Still like my mother: She loves warm sun. She offers money so we can buy something nice. She doesn’t like raisins. She would be upset that she hadn’t been to the hairdresser.

Not like my mother:
My mother was a voracious reader and major movie-goer. She helped found a whole film center. She wrote poetry. Now she can’t read because by the time she gets to the end of a sentence, she can’t remember the beginning. She dozes off in movies. My mother was chatty with the energy of an Energizer Bunny. Now she sits and doesn’t really engage with her company. She sits. (But this is rehab after an injury and she’s not really just a sitter in her normal life, but still…)
When I look at myself, I think my self-ness is tied up in curiosity. I have questions about everything and find just about everything worth exploring and asking about. Who would I be if I just sat?

I took one reader’s advice and had a conversation with my mother, telling her the things I’d want her to know just in case I didn’t see her again.

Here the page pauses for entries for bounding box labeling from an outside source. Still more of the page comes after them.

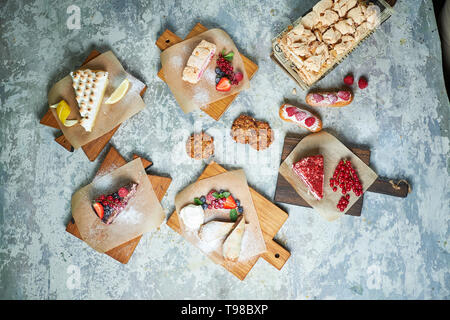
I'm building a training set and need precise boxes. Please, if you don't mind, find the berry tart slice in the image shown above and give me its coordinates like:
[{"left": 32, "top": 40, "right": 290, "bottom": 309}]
[
  {"left": 92, "top": 182, "right": 138, "bottom": 224},
  {"left": 292, "top": 155, "right": 324, "bottom": 200}
]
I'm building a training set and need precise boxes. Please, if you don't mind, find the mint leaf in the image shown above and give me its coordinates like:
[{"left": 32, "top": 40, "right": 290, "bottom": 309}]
[
  {"left": 230, "top": 209, "right": 238, "bottom": 222},
  {"left": 213, "top": 192, "right": 220, "bottom": 199}
]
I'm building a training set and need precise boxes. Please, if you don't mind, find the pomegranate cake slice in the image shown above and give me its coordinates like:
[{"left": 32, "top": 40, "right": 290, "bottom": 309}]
[
  {"left": 92, "top": 182, "right": 138, "bottom": 224},
  {"left": 292, "top": 155, "right": 324, "bottom": 200}
]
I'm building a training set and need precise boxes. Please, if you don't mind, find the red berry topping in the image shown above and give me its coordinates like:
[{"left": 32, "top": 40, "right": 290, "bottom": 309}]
[
  {"left": 286, "top": 107, "right": 299, "bottom": 117},
  {"left": 358, "top": 77, "right": 369, "bottom": 89},
  {"left": 313, "top": 93, "right": 324, "bottom": 102},
  {"left": 305, "top": 117, "right": 316, "bottom": 127},
  {"left": 117, "top": 188, "right": 128, "bottom": 198},
  {"left": 223, "top": 195, "right": 237, "bottom": 209},
  {"left": 234, "top": 72, "right": 244, "bottom": 82},
  {"left": 327, "top": 93, "right": 338, "bottom": 104},
  {"left": 295, "top": 111, "right": 308, "bottom": 121},
  {"left": 344, "top": 74, "right": 354, "bottom": 86},
  {"left": 216, "top": 77, "right": 231, "bottom": 92},
  {"left": 338, "top": 91, "right": 352, "bottom": 101}
]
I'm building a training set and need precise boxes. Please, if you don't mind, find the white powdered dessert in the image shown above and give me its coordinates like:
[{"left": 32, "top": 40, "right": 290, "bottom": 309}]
[
  {"left": 180, "top": 204, "right": 205, "bottom": 230},
  {"left": 183, "top": 40, "right": 216, "bottom": 84},
  {"left": 70, "top": 69, "right": 108, "bottom": 132}
]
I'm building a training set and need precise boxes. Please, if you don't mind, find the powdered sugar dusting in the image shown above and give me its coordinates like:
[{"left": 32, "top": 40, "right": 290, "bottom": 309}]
[
  {"left": 115, "top": 206, "right": 142, "bottom": 224},
  {"left": 169, "top": 55, "right": 183, "bottom": 68}
]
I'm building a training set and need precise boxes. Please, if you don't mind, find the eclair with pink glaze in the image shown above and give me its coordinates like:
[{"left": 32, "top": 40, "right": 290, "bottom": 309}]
[
  {"left": 279, "top": 103, "right": 322, "bottom": 132},
  {"left": 305, "top": 90, "right": 353, "bottom": 107}
]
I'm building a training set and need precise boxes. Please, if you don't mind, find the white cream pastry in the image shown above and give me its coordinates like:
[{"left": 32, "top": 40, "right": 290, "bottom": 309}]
[
  {"left": 70, "top": 69, "right": 108, "bottom": 132},
  {"left": 222, "top": 216, "right": 245, "bottom": 262},
  {"left": 278, "top": 0, "right": 380, "bottom": 85},
  {"left": 180, "top": 204, "right": 205, "bottom": 230},
  {"left": 198, "top": 221, "right": 234, "bottom": 242},
  {"left": 183, "top": 40, "right": 216, "bottom": 84}
]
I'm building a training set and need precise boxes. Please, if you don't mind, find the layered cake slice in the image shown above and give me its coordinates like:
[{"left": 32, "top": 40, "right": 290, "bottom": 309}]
[
  {"left": 292, "top": 155, "right": 324, "bottom": 200},
  {"left": 183, "top": 40, "right": 216, "bottom": 84},
  {"left": 92, "top": 182, "right": 138, "bottom": 224},
  {"left": 70, "top": 69, "right": 108, "bottom": 132}
]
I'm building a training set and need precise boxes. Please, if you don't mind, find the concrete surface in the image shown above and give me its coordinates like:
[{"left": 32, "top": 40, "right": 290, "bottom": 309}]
[{"left": 0, "top": 0, "right": 450, "bottom": 299}]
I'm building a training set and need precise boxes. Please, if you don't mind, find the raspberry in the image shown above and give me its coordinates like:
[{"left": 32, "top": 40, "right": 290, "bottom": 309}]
[
  {"left": 305, "top": 117, "right": 316, "bottom": 127},
  {"left": 313, "top": 93, "right": 324, "bottom": 102},
  {"left": 295, "top": 111, "right": 308, "bottom": 123},
  {"left": 286, "top": 107, "right": 298, "bottom": 117},
  {"left": 358, "top": 77, "right": 369, "bottom": 89},
  {"left": 344, "top": 74, "right": 354, "bottom": 86}
]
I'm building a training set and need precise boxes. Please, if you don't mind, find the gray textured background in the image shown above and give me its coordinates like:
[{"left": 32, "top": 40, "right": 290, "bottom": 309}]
[{"left": 0, "top": 0, "right": 450, "bottom": 299}]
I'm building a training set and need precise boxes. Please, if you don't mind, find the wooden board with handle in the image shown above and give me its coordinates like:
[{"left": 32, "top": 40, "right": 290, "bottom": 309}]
[
  {"left": 66, "top": 147, "right": 172, "bottom": 264},
  {"left": 275, "top": 134, "right": 409, "bottom": 216},
  {"left": 39, "top": 50, "right": 147, "bottom": 161},
  {"left": 167, "top": 162, "right": 291, "bottom": 280},
  {"left": 156, "top": 23, "right": 258, "bottom": 120}
]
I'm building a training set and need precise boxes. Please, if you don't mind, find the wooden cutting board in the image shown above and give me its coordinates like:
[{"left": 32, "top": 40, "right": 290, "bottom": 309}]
[
  {"left": 39, "top": 50, "right": 147, "bottom": 161},
  {"left": 66, "top": 147, "right": 172, "bottom": 264},
  {"left": 275, "top": 134, "right": 409, "bottom": 216},
  {"left": 167, "top": 162, "right": 291, "bottom": 280},
  {"left": 156, "top": 23, "right": 258, "bottom": 121}
]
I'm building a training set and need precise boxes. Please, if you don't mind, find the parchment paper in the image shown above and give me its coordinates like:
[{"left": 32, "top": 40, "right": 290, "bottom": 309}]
[
  {"left": 175, "top": 170, "right": 267, "bottom": 264},
  {"left": 72, "top": 159, "right": 165, "bottom": 252},
  {"left": 48, "top": 51, "right": 145, "bottom": 149},
  {"left": 279, "top": 131, "right": 378, "bottom": 221},
  {"left": 161, "top": 29, "right": 250, "bottom": 113}
]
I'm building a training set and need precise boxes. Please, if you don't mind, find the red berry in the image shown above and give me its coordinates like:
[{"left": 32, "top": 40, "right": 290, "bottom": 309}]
[
  {"left": 92, "top": 202, "right": 104, "bottom": 219},
  {"left": 344, "top": 74, "right": 354, "bottom": 86},
  {"left": 117, "top": 188, "right": 129, "bottom": 198},
  {"left": 338, "top": 91, "right": 352, "bottom": 101},
  {"left": 305, "top": 117, "right": 316, "bottom": 127},
  {"left": 358, "top": 77, "right": 369, "bottom": 89}
]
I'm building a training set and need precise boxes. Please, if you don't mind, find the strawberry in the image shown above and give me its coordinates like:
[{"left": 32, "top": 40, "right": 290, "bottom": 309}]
[
  {"left": 338, "top": 91, "right": 352, "bottom": 101},
  {"left": 344, "top": 74, "right": 354, "bottom": 86},
  {"left": 313, "top": 93, "right": 324, "bottom": 102},
  {"left": 206, "top": 189, "right": 217, "bottom": 204},
  {"left": 358, "top": 77, "right": 369, "bottom": 89},
  {"left": 216, "top": 77, "right": 231, "bottom": 91},
  {"left": 223, "top": 196, "right": 237, "bottom": 209},
  {"left": 295, "top": 111, "right": 308, "bottom": 121},
  {"left": 305, "top": 117, "right": 316, "bottom": 127},
  {"left": 92, "top": 202, "right": 104, "bottom": 219},
  {"left": 117, "top": 187, "right": 128, "bottom": 198},
  {"left": 234, "top": 72, "right": 244, "bottom": 82}
]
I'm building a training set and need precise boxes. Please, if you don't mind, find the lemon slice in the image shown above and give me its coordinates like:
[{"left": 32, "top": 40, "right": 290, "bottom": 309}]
[
  {"left": 50, "top": 100, "right": 78, "bottom": 127},
  {"left": 105, "top": 79, "right": 130, "bottom": 104}
]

She appreciated it, I guess. It’s hard to tell because her responses are muted.

My mother never made an ethical will or legacy letter, but she communicated her values, loves, and hopes regularly. All her life. We know what her Mom-self thought and wanted.

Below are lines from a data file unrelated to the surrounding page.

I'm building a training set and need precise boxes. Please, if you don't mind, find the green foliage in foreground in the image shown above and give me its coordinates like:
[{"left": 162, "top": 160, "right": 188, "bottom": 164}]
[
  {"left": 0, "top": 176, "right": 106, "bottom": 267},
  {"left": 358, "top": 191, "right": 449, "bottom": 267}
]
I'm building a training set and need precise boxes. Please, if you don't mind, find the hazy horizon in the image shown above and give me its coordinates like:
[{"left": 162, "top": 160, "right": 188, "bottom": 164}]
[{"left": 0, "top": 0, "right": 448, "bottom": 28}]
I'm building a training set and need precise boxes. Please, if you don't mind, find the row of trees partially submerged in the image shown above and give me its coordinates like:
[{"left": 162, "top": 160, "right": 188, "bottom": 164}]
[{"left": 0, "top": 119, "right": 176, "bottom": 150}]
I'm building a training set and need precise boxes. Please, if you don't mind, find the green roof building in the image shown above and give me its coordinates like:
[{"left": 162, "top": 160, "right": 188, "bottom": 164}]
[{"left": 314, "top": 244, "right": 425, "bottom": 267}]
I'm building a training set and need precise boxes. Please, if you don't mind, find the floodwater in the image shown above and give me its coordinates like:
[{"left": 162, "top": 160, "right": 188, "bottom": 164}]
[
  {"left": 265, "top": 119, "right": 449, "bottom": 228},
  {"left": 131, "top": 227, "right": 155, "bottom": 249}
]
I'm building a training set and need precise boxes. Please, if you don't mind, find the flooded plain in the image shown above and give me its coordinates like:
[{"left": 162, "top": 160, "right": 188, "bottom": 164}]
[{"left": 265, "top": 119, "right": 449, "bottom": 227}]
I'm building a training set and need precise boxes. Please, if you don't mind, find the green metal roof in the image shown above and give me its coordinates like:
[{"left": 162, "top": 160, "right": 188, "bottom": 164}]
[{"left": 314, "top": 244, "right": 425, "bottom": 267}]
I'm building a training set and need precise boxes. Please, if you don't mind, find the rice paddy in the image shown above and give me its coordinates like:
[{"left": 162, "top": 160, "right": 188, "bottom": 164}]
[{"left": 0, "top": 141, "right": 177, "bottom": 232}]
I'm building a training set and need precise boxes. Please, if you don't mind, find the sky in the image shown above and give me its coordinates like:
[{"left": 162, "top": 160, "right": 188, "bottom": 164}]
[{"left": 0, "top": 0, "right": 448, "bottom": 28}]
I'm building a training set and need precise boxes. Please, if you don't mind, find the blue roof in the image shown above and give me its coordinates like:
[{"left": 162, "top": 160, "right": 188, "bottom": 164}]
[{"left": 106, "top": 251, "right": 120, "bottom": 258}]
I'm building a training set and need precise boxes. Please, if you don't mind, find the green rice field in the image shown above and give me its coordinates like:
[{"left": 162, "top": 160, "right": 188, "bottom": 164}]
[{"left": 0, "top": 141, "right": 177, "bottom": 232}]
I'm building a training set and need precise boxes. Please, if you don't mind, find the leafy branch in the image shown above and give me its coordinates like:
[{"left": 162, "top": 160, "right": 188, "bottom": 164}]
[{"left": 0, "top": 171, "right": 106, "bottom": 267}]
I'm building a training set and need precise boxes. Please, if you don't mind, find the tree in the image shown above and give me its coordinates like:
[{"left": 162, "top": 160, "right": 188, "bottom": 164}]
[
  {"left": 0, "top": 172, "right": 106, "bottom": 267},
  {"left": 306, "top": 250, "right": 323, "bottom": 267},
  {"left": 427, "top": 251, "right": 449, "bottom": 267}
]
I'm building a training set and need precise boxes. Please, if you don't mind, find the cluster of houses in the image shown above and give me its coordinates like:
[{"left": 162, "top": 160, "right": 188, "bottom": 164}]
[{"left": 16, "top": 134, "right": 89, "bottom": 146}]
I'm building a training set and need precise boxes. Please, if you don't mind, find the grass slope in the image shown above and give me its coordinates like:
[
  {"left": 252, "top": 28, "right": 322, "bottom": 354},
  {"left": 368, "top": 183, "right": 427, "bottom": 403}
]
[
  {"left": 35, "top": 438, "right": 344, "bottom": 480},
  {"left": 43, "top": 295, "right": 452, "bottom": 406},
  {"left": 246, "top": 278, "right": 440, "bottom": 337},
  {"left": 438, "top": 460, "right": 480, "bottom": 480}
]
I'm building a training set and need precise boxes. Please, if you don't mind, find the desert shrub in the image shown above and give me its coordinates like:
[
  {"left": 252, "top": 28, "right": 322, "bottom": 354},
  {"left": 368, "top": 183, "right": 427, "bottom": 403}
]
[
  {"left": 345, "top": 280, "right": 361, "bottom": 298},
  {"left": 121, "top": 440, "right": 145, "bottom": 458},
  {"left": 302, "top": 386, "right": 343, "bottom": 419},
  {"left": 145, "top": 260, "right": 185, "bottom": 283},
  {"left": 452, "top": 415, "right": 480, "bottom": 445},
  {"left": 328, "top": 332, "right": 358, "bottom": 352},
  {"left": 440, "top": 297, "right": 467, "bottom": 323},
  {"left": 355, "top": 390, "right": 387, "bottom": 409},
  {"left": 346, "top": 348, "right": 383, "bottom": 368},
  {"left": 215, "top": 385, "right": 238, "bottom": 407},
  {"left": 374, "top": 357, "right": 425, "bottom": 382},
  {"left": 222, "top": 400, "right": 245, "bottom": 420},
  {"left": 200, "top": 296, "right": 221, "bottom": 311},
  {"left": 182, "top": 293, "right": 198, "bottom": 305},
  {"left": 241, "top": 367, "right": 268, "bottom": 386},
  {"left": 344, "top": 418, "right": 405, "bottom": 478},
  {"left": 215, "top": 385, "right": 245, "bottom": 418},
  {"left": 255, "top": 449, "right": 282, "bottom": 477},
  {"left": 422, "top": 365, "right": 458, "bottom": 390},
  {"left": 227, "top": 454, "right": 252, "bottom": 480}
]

But this later version Mom: Is she happy? Does she think about happiness? Is just sitting like interminable waiting or is it like being peaceful? Is this what she would want for her 90s?

I’m not sure she could answer these questions. In a quiet moment, I tried asking what she was thinking, but she looked confused and told me she wasn’t thinking at all. Should I have tried again? Should I have been more specific? But look at those happiness questions: they are insensitive if not harrowing questions. My memory-less mother is sitting in a chair and I’m going to ask her if life turned out the way she wanted?

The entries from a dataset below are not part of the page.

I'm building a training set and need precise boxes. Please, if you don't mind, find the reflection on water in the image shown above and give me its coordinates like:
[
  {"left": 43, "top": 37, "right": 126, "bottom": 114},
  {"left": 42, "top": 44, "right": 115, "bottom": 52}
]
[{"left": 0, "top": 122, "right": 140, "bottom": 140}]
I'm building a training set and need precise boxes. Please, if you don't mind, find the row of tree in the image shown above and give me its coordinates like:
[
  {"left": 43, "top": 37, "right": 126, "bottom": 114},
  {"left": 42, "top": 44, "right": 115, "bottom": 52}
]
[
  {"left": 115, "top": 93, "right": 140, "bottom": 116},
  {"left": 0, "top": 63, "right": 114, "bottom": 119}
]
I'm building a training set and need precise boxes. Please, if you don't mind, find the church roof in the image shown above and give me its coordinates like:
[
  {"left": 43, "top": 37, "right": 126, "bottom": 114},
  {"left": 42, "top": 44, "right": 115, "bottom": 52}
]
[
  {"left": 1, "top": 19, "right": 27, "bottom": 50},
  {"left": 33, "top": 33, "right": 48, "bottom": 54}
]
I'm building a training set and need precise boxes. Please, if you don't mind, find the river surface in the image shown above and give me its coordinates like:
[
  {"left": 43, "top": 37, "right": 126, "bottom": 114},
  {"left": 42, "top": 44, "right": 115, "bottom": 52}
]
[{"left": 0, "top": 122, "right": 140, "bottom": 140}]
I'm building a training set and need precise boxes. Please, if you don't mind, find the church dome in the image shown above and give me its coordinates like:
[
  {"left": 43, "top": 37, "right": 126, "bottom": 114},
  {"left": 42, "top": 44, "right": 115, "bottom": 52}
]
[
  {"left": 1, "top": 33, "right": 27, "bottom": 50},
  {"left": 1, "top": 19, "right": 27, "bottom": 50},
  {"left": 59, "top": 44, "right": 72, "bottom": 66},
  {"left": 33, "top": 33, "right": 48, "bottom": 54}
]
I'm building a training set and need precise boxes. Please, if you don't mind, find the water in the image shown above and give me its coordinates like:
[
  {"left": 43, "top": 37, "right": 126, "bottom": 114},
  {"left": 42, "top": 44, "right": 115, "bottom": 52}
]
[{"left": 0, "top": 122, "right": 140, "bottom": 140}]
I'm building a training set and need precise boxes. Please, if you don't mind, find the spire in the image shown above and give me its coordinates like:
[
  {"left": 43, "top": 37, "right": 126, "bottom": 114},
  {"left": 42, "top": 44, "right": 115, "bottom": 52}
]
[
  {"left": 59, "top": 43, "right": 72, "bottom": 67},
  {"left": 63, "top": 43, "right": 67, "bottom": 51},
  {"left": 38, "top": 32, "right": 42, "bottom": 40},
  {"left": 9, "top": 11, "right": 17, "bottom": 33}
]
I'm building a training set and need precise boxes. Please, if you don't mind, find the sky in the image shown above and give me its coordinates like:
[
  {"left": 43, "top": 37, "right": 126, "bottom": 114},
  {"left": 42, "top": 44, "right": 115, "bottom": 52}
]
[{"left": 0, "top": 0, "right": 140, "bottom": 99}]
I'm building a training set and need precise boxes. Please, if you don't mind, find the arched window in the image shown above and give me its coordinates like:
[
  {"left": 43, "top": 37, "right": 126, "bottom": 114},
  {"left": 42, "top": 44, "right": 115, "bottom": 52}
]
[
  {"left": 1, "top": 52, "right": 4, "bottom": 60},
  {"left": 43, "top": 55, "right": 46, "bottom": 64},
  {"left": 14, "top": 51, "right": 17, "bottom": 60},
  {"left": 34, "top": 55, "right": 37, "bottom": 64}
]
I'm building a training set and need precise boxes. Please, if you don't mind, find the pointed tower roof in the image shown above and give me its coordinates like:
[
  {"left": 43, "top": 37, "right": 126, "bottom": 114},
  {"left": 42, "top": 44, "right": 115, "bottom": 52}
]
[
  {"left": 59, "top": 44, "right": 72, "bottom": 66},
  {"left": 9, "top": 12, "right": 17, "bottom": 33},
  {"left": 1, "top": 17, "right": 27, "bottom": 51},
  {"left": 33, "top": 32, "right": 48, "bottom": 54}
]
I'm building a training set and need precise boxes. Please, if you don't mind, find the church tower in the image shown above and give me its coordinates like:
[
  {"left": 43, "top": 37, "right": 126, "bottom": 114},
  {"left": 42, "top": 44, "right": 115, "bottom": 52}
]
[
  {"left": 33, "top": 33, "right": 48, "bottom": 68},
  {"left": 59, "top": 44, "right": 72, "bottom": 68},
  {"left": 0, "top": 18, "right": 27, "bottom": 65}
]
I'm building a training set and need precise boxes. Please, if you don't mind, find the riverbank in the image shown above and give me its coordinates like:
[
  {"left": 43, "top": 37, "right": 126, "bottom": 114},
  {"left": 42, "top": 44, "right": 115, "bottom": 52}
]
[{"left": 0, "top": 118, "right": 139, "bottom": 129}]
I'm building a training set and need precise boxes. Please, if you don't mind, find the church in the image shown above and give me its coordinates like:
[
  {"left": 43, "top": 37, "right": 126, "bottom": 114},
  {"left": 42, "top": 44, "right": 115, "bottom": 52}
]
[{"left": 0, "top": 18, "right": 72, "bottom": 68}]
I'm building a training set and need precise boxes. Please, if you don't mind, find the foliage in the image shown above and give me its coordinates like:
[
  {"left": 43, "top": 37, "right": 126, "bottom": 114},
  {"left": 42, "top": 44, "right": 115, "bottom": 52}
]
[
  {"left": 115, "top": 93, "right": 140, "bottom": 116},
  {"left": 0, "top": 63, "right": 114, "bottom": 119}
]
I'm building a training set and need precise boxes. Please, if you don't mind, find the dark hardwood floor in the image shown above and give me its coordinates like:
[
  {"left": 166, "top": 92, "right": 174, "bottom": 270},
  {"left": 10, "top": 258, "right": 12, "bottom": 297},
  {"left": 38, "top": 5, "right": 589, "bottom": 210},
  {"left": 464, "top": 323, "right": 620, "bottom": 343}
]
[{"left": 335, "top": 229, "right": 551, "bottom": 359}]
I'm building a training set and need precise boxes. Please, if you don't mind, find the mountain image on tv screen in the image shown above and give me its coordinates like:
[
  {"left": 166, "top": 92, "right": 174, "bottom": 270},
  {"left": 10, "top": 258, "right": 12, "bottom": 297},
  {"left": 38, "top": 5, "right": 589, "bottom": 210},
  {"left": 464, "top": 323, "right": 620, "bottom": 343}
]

Insensitive? Harrowing? Is that more about my fears or her happiness?


  1. You might look into some of the writings of Oliver Sacks: "Gratitude", and "The Man Who Mistook His Wife for a Hat"

  2. This is heartbreaking--even more so since I experienced the same with my dad. It's so hard to physically see the person we love and not have them react the way we're used to. It took me a long time to understand this was harder on me than it was on my dad--since he really had no clue who I was for a long time.

    I don't think I ever told you what happened. For many years my father didn't really know who I was. One particularly gut-wrenching Father's Day when I called to wish him a Happy Father's Day, he seemed to know I was his daughter (prompted I think by my mother sitting at his side) but he asked me--how college was going? I got off the phone & sobbed (in the parking lot of Barnes & Noble)

    After that when he saw me, he once thought I was my sister and thought my niece was also my sister--even though we were both standing there at the same time.

    The week he turned 80 I flew in to visit. He'd been having a bad day--but they said he was better and we could all come to see him at the home. At this point he hadn't known who I was for quite a while.

    He actually wasn't feeling all that great and my noisy family apparently got on his nerves. He started telling us to shut up or he'd hit us (something he never did when we were kids). Then he looked right at me and said "Rieva" The room instantly got silent, since we all knew he hadn't said my name or known who I was for years. And then he said, "I'm going to hit you first."

    I tried to pass it off as I was the first kid he taught to hit a baseball, but that didn't really work.

    About 10 days later as I sat in my house I started seeing shadows--inside and out. At some point I was on the phone on a business call on the couch--Skip was in the hot tub outside and started staring in the house and saying "can I help you" over and over. I kept motioning I was on the phone. When I got off the phone--he was getting out of the hot tub--I asked him who he was talking to--and he said he thought he saw a man standing in the kitchen.

    A few hours later I got the call my dad had died.

    My "spiritual" friends tell me that when he would hit me first--he meant he'd come to say goodbye before he died. I guess he did.